Last one out of the Kinjaverse, turn out the lights.

Hi-ho, hi-ho, it's off to war we go....

I would not be skurrd if I seen that boat heading to me. It would win any battle against me, though. Because I'd be laughing at it so hard I wouldn't pay any attention to what it was doing.


But.....maybe that's what the designers had in mind....Well played designers, well played.

Let's just jump right on into today, shall we? And what is today? Why, it's Tell The Truth Tuesday! Today I reveal the answer to yesterdays Made Up Monday.

And on this one, I'm giving it to everyone. Because I lied. But not really. Even though I did. Allow me to 'splain.

Cambyses did not gather up all the cats he could find and make them walk in front of his army. I mean, have you ever tried to herd cats? It can't be done. I know that for a fact because I saw it on an episode of Mythbusters. (really)


No, Cambyses didn't use cats. He had his men paint cats onto their shields. Other than that, the tale I told was true. The Egyptian archers refused to fire on the Persians because the punishment for harming a cat was death. It didn't matter that they were just paintings of cats. A painting was a physical representation of the being, so harming the picture was the same as harming an actual cat.

As a result, the Persians beat the Egyptians. Because of an army of History is silent on whether or not any of the cat paintings had cheeseburgers or not.


So, technically, everyone is a winner today. If you say I lied about the cats, I did, because I said actual cats. But I didn't because the battle actually happened and the Egyptians lost because of cats. So, YAY!
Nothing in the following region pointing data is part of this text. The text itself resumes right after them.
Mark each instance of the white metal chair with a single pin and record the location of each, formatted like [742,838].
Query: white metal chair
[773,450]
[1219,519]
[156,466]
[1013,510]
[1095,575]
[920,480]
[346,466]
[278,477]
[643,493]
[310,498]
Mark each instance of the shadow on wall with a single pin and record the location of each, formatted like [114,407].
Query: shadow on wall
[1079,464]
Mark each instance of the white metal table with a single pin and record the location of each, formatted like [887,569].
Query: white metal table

While researching yesterdays tale, I encountered another one that almost became the subject of yesterdays post. But I decided to just go with the cats instead and present this subject today.


It involves another creative tactic in warfare. This time, the war was the First World War.
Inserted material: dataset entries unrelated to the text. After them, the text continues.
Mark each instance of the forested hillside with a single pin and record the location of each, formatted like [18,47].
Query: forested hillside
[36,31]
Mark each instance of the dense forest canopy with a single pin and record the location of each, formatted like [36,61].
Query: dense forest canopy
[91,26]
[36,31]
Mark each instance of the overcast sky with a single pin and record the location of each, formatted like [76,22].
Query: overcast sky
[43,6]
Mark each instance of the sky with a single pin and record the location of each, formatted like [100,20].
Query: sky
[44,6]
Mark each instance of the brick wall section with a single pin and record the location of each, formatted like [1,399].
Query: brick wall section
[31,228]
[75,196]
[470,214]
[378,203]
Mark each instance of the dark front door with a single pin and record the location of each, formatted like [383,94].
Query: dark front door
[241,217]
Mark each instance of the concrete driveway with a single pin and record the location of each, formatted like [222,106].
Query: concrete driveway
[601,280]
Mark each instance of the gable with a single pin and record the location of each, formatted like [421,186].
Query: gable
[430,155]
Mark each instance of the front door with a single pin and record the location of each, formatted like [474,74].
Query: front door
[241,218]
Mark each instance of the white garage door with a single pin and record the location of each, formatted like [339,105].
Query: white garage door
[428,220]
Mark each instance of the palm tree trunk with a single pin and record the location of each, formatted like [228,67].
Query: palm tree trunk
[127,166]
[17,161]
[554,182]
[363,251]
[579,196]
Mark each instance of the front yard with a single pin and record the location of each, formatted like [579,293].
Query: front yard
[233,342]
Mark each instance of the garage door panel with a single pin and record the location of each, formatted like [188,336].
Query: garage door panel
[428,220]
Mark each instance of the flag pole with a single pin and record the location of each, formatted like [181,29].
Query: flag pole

Germany was doing it's best to starve out England to try and force them out of the war. And by December 1914, they were doing a fairly good job. One of the reasons was, England had no real counter measures against the U-Boats.


This was a problem for England.

But no one ever accused the British of lacking in the idea department. In fact, they have a history of coming up with some very....innovative ideas. And their solution for the U-Boat problem was nothing is not innovative.


Canvas sacks and hammers.

That's right. While they were working on standard counter measures like depth charges and torpedos of their own, the British countered the U-Boats with canvas sacks and hammers.
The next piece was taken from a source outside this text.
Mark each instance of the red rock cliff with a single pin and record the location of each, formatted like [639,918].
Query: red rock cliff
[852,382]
When night fell, British convoys would put crews into small rafts to silently paddle around the fleet. When they spotted a periscope, they would row up to it and either put the sack over it, or smash the lens with a hammer.

This had the effect of blinding the sub and forcing the captain to surface. This allowed the escort vessels to sink or capture the sub and it's crew.


Sounds like it would be a rather difficult way to conduct war, but it was an effective method. In the end, 16 U-Boats were taken out of action using hammers and sacks.

When your back is against the wall, you'll do whatever it takes to get out of the bad situation. And sometimes, the simple works the best.